Dear Professor Humes
I read your two recent TESS articles on the changing status and identity of Scotland's teaching profession with great interest. I was encouraged to note your statement that the "voices of classroom teachers deserve to be heard". Your view that Scotland's teachers need to commit themselves to a culture of "transformative professionalism" and become open and responsive to educational change is one shared by many members of the teaching profession.
But, as a secondary classroom teacher who, along with other colleagues, has often found himself interrogating "the dominant policy discourses", usually to no avail, I want to indicate some of the reasons why I and many colleagues may currently find it difficult to embrace transformational practices.
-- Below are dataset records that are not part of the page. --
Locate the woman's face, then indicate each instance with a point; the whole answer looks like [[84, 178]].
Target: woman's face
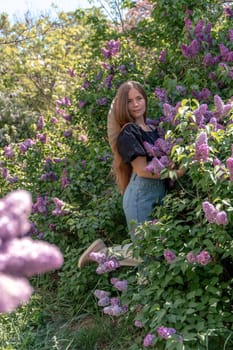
[[136, 104]]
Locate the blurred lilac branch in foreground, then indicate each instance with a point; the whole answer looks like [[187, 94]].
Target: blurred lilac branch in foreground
[[21, 257]]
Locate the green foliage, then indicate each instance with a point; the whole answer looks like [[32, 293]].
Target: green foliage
[[195, 299]]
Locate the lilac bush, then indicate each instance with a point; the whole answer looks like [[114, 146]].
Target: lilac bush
[[21, 257]]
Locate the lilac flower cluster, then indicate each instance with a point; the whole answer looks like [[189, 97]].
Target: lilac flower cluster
[[40, 206], [111, 306], [159, 151], [20, 256], [229, 163], [25, 145], [40, 123], [106, 263], [111, 49], [59, 210], [8, 151], [120, 285], [169, 256], [201, 148], [213, 215], [203, 258]]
Despite the image of empowered teachers so favoured in Scottish Executive reports and statements, the professional culture of teaching remains one in which classroom teachers have enormous responsibility but virtually no power. Learning and teaching may be at the heart of education, but the classroom practitioner is on the periphery of educational decision-making.
The importance that you place on educational research is also relevant to my argument. You are absolutely right in identifying an "anti-intellectualism" among some teachers (and others) when issues of research, policy formulation or professional development rear their heads.
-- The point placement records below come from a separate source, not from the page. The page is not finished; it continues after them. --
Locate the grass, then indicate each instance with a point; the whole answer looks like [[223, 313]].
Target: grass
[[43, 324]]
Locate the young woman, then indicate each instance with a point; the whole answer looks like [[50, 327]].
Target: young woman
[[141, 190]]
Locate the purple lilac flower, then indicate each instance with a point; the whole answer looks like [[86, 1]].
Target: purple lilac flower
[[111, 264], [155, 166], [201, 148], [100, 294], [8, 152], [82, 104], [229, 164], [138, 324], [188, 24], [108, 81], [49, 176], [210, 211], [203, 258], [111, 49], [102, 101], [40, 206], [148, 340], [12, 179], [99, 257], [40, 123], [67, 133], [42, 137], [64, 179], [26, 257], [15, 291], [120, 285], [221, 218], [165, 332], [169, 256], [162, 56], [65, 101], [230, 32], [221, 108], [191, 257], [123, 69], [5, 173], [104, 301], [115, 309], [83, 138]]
But the cynicism which some teachers feel is not directed at the current drive for research-based practice per se but rather at the failure of much research to make a positive difference to classroom practice. What precisely is the purpose of educational research which endlessly recirculates among faculties of education but never penetrates to the classroom to inform teachers' practice?
Our view of educational research needs to change. We need to develop more inclusive ways of commissioning research in which class teachers regularly help to formulate and frame research jointly with colleagues in the universities. I would like to see learning forums representing teachers in schools and teachers in universities established in all education authorities for this purpose.
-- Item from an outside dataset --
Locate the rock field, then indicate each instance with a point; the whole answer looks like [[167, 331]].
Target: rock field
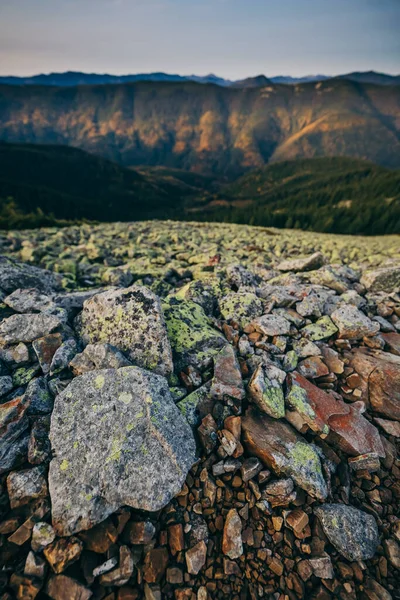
[[199, 411]]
There are also more fundamental problems demanding even more urgent solutions. The lamentable levels of staffing and resources in many schools remain at the heart of the matter. This issue simply will not go away.
Large classes, and many of them (my own personal pupil tally this year stands at 330 different pupils each week), help to create a siege culture in which it is difficult for many staff to look beyond the daily routine.
Until class sizes are significantly reduced for all subjects, and teacher numbers are significantly increased, it will be difficult for many to have the energy and commitment necessary to embrace change.
Finally, I was amused to read your description of the Jekyll and Hyde lives of trade union representatives - at once both radical lefties and conservative opponents of change. As a former school rep, I recognised myself immediately.
This "conservatism", however, where it does exist, may be the only means available to teachers to try to retain some control over their professional lives. It would be a tragedy if it were deployed to oppose changes that we need to introduce in our schools, because teachers view these changes as yet another imposition from above.